I've already shown that $N\cap H$ is a normal subgroup of $G$, so I just need to determine an isomorphism.
My problem is that I'm not entirely sure I understand what $(G/N)\times(G/H)$ looks like. I know that $G/N$ is the collection of left cosets of $N$ in $G$ and similarly $G/H$ is the collection of left cosets of $H$ in $G$. So what is $(G/N)\times(G/N)$ the collection of exactly?
In constructing an isomorphism I need to define bijective mapping $f:G/(N\cap H) \to (G/N)\times(G/H)$ which also preserves the operation of $G/(N\cap H)$. I feel I need to understand the structure of the $(G/N)\times(G/H)$ in order to do this.

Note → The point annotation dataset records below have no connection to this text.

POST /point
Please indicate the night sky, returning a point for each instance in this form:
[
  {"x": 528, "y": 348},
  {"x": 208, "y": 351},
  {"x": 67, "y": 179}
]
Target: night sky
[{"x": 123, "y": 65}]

Well to see that $N\cap H$ is normal (it is obviously a subgroup), let $g\in G$ and $s\in N\cap H$. Since $s\in N$ and $N$ is normal, $gsg^{-1}\in N$. Since $s\in H$ and $H$ is normal, $gsg^{-1}\in H$. Thus $gsg^{-1}\in H\cap N$. This is precisely the definition of a normal subgroup.
Define $\phi:G\to G/H\times G/N$ by $g\mapsto (gH, gN)$. This map is a well-defined group homomorphism. It is not true that $\phi$ is surjective in general. The kernel of this map is the set of $s\in G$ such that $sH=H$ and $sN=N$, which is precisely the set $H\cap N$, i.e. $\ker(\phi)=H\cap N$ (since kernels of group homomorphisms are always normal subgroups, this is another proof that $H\cap N$ is normal).
Let's see why this map is not necessarily surjective. Simply take an abelian group, say $G=\mathbb{Z}$ so every subgroup is normal and then take $H=\{0\}$, the trivial subgroup and $N=2\mathbb{Z}$. Then $\phi$ is the homomorphism $$\mathbb{Z}\to\mathbb{Z}\times\mathbb{Z}_2$$ defined by $n\mapsto(n,[n]_2)$. In particular, the element $(2,[1])$ of $\mathbb{Z}\times\mathbb{Z}_2$ does not lie in the range of $\phi$.
Let's also see why $\frac{G}{H\cap N}$ is not isomorphic to $\frac{G}{H}\times\frac{G}{N}$ in general. In the same example, if that were true we would have that $\mathbb{Z}\cong\mathbb{Z}\times\mathbb{Z}_2$. This is obviously false (why?).